ゴクリとのどが鳴る。その瞬間、視線を上げた羽田さんと、ふいに目が合ってしまった――。
あの日のことを思い返すと、今でも衝撃と胸の震え、そして息苦しさがよみがえる。
(あの人があんな姿を見せなければ、俺は素直に、あの人に憧れていられたのに……)
小さなどぶ川に差しかかり、俺は暗い川面を見下ろした。
マネージャーの車で撮影所近くのマンションへ送り届けられ、その日の夕刻。思いあぐねた俺は、ひとり近所をジョギングしていた。

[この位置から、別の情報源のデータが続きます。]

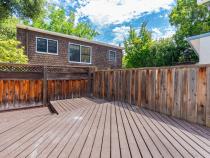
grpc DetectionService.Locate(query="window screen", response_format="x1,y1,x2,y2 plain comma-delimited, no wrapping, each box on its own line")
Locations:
69,44,80,62
109,51,116,61
36,38,47,52
48,40,58,54
81,46,90,63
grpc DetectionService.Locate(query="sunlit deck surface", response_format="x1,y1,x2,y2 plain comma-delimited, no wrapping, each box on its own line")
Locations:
0,98,210,158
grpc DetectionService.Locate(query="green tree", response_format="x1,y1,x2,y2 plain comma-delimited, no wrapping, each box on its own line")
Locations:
24,5,98,39
0,39,28,64
0,0,45,20
150,37,179,66
169,0,210,61
0,17,19,39
123,23,154,68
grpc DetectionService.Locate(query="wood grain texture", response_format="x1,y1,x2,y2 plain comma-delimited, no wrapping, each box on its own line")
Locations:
93,66,210,126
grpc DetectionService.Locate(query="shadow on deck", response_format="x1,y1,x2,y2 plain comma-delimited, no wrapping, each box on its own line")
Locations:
0,98,210,158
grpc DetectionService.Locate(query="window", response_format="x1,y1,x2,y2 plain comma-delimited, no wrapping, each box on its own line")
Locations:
36,37,58,54
69,44,91,64
69,44,80,62
81,46,90,63
109,50,116,61
36,38,47,52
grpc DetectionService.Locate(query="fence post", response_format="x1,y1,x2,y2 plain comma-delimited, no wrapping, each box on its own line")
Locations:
87,67,95,97
43,65,48,105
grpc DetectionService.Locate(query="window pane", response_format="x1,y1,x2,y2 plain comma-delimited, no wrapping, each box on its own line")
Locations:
36,38,47,52
69,44,80,62
48,40,57,54
81,46,90,63
109,51,116,61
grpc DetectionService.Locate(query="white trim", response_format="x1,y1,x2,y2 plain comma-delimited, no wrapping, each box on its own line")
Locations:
109,50,117,62
68,42,92,65
16,24,124,50
36,36,58,55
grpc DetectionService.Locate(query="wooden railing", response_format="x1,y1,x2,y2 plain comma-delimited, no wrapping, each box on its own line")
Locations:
0,64,92,111
93,65,210,126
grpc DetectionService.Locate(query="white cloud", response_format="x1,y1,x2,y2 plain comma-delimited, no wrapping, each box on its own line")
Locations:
77,0,174,25
152,26,176,39
112,26,130,44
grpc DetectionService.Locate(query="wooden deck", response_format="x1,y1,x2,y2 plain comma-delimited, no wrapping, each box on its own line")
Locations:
0,98,210,158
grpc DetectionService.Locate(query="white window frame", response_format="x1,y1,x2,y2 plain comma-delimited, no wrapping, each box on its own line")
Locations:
109,50,117,62
68,42,92,64
36,37,58,55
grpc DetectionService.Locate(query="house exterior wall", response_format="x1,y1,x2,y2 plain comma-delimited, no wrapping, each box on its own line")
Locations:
17,28,122,69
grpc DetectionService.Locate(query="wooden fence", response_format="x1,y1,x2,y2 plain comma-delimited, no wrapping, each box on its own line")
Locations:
0,64,92,111
93,65,210,126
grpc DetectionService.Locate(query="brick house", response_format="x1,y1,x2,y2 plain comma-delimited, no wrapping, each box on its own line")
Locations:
17,25,123,69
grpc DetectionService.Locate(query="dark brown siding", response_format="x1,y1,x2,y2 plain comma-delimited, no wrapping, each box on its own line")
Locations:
17,28,122,69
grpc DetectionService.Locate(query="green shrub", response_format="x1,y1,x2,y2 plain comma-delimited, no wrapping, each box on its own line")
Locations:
0,39,28,64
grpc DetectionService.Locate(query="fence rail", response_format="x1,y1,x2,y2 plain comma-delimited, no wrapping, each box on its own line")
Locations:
0,64,93,111
93,65,210,126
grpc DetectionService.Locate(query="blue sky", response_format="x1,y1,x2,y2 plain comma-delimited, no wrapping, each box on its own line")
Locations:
51,0,175,45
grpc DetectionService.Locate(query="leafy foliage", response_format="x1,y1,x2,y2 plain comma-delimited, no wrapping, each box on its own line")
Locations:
123,23,178,68
24,6,98,39
0,17,19,39
0,39,28,64
0,0,45,20
169,0,210,61
123,0,210,67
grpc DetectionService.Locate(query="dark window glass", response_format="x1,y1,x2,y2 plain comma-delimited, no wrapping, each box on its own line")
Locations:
81,46,90,63
48,40,58,54
69,44,80,62
36,38,47,52
109,51,116,61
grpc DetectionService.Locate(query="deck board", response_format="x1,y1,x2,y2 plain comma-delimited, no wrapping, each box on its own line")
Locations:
0,98,210,158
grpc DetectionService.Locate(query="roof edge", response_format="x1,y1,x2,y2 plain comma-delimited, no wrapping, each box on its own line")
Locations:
16,24,124,50
186,32,210,41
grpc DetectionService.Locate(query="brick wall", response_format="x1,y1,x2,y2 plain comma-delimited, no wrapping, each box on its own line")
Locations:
17,28,122,69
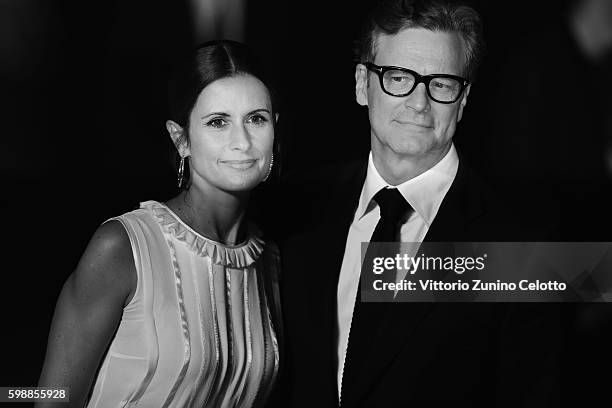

この辺の地理にはまだ慣れていない。スマートフォンの地図を見て、自分のいる地点を確かめる。
思考の迷路にはまってしまっている。どこか、広い場所へ出たい。
地図を2本指でずらしていくと、すぐ近くに大きな河川があった。そこまで行こうと考え、人気のない夕方の道をまた走りだす。
どうして1カ月も前の記憶が、身体的な緊張をともなって細部までありありと思い出されるのか。そろそろ記憶がぼやけても、忘れてもいいはずなのに。それができない。
あれが羽田さんでなく、別の共演者だったなら? 監督なら? 前のレッドなら? 真ユーマニオンの主演俳優なら……。
確かに羽田さんは俺にとって憧れの人だ。けれどもそれは唯一の思いというわけでもなかった。それなのに俺はどうして、彼だけにここまでこだわっているのか。
あれこれ考えてみても、暗い道の先には何も見えなかった。